1.1.1. Ectopic Pregnancy

An ectopic pregnancy occurs when the fertilized egg falsely fertilizes outside or away from the womb. Generally, several ectopic pregnancies 4are held in the fallopian tube other than the womb.

The fertilized egg implants may grow early in pregnant women. However, some symptoms, like

  • Bleeding
  • Abdominal pain
  • Chronic cramping,

indicate the presence of ectopic pregnancy in mothers.

Talking about the occurrence, ectopic pregnancy can occur in 20 out of 100 pregnancies across the globe.

1.1.2. Cervical Polyp

Polyps are tiny finger-like structures that grow over the cervix. These are not common yet in approximately 2 to 5 percent of women.

Cervical polyps, when triggered, can cause bleeding.

1.1.3. Miscarriage

Miscarriage is an unfortunate situation that can be detected with heavy vaginal bleeding. It is not sudden but can start with mild bleeding or spotting and then become chronic.

Heavy bleeding in the first trimester can signify miscarriage or early pregnancy loss, as most miscarriages occur in the first trimester of pregnancy.

According to the American College of Obstetricians and Gynecologists, 26% of pregnancies lead to miscarriage.
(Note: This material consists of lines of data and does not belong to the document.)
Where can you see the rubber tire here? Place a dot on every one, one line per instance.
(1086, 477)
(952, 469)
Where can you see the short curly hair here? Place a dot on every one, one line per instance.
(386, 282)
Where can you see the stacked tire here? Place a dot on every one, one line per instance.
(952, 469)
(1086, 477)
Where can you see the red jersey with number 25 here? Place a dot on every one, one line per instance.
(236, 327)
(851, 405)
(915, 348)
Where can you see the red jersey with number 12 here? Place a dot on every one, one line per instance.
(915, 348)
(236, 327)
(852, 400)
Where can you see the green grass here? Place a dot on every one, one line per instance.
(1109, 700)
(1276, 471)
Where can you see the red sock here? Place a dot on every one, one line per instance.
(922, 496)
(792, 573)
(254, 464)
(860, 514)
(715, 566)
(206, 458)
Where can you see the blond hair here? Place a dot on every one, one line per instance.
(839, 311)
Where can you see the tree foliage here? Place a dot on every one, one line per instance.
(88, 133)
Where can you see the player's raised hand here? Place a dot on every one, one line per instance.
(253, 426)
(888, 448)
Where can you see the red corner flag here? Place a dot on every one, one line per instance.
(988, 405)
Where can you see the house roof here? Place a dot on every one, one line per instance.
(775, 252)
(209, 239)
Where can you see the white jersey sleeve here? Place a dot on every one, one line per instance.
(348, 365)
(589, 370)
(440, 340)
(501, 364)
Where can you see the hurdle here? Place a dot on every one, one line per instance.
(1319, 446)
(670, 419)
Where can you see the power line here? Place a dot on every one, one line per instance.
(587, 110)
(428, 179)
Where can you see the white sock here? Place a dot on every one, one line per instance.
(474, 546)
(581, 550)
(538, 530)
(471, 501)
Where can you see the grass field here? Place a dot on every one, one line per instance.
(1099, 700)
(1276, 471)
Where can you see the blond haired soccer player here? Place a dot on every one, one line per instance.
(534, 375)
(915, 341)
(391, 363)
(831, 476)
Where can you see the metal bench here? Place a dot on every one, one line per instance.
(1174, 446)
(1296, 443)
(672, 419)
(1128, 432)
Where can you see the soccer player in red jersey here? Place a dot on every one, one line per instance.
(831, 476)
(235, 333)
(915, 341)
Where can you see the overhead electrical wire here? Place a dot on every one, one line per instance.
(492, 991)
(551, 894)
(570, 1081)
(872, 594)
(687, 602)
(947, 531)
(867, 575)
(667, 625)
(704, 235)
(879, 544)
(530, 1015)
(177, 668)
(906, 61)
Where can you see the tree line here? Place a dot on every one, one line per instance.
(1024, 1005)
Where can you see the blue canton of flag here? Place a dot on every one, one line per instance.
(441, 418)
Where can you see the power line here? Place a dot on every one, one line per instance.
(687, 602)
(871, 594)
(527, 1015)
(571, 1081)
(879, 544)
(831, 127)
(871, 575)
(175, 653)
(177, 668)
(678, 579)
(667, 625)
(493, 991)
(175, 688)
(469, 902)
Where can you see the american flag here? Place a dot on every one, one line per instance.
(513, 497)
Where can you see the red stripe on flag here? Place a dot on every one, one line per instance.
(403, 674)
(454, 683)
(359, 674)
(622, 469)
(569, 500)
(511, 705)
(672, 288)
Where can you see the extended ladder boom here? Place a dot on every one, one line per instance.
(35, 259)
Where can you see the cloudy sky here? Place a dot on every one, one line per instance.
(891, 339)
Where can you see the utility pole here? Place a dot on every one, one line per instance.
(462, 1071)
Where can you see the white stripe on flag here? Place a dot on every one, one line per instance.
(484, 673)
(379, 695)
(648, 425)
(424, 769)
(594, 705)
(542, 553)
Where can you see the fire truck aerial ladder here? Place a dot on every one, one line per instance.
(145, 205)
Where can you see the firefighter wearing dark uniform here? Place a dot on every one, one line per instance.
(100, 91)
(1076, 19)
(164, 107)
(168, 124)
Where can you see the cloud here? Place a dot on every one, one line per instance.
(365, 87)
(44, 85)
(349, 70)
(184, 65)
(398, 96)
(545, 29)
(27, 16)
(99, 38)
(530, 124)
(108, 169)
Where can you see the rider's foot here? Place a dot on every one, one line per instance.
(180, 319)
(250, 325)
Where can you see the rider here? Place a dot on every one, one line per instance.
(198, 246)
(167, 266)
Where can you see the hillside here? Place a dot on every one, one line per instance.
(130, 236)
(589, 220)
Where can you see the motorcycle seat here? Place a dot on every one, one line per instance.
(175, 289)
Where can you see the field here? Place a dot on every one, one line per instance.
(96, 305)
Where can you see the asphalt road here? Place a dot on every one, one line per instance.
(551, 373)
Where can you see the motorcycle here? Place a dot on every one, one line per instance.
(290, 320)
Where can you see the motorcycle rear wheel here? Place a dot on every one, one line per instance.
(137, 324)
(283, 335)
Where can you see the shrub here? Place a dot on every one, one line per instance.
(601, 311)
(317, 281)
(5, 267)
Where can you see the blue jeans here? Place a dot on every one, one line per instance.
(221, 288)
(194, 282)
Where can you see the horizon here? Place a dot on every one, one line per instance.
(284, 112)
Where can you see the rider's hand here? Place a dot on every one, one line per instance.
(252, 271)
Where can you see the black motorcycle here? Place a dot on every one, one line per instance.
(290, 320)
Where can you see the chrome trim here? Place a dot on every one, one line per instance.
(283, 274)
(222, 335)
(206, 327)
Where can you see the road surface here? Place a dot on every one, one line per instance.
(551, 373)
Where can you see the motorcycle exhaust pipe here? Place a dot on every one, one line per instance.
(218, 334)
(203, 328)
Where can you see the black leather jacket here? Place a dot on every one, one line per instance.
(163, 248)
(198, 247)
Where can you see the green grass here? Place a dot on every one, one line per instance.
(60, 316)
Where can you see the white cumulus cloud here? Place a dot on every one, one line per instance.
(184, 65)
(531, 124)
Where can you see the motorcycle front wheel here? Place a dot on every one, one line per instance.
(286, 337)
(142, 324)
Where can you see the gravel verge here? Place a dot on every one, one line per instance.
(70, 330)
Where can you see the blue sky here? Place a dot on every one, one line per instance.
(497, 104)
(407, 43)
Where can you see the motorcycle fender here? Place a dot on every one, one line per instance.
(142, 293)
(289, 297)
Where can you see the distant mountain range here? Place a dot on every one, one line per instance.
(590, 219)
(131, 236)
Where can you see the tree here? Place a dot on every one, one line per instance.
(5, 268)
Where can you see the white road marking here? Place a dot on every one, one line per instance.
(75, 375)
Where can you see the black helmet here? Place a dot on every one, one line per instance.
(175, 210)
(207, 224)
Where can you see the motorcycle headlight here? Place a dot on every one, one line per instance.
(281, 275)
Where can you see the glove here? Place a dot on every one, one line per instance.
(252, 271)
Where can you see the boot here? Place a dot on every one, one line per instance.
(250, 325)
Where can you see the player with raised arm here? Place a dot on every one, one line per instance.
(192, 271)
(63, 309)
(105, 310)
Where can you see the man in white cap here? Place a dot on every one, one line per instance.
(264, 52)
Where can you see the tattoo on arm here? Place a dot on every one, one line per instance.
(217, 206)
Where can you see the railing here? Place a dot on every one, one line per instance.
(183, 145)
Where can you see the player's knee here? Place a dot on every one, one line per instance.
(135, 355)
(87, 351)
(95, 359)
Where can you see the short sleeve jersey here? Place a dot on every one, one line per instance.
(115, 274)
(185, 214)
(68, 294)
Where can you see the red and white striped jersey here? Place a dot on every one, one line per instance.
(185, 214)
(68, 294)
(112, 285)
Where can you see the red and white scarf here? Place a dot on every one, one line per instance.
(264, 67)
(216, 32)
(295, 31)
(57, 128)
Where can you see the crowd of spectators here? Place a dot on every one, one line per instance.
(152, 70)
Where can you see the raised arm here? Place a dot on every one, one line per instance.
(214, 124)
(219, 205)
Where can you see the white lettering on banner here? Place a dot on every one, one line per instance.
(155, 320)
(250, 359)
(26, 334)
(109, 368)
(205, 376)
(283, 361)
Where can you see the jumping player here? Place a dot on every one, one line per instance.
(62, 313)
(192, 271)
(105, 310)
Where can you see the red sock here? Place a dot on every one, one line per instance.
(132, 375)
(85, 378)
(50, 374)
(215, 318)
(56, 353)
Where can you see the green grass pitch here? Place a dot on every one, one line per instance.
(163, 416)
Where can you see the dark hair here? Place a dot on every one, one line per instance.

Check out the following symptoms by which you can identify a miscarriage:

  • Heavy vaginal bleeding
  • Redish brown color bleeding during pregnancy
  • Pain in the back and lower stomach
  • Severe cramping
  • Exerting blood clots, a few drops or tissues in the blood

If found with any of these symptoms, consult your doctor right away!

1.1.4. Implantation Bleeding

Bleeding or spotting occurs when the fertilized egg attaches to the uterine wall or fallopian tubes called implantation bleeding.5 This can begin before the pregnancy and is expected during the menstrual time.

Some of the symptoms are:

  • Mild cramping
  • Lower backache
  • Headaches
  • Nausea
  • Tender breasts

Blood in the implantation bleeding is light pink or dull brown. Try not to worry, as it generally lasts for a few days.

1.1.5. Having Multiple Babies

Similar to implantation bleeding, this situation commonly occurs in the first trimester. The woman’s uterus, which finds it heavy to hold more than one baby, may fall into such a situation.

1.1.6. Molar Pregnancy

Otherwise known as “mole” or gestational trophoblastic disease. This situation happens mainly due to genetic faults during fertilization6. There are chances when the fetus does not grow completely.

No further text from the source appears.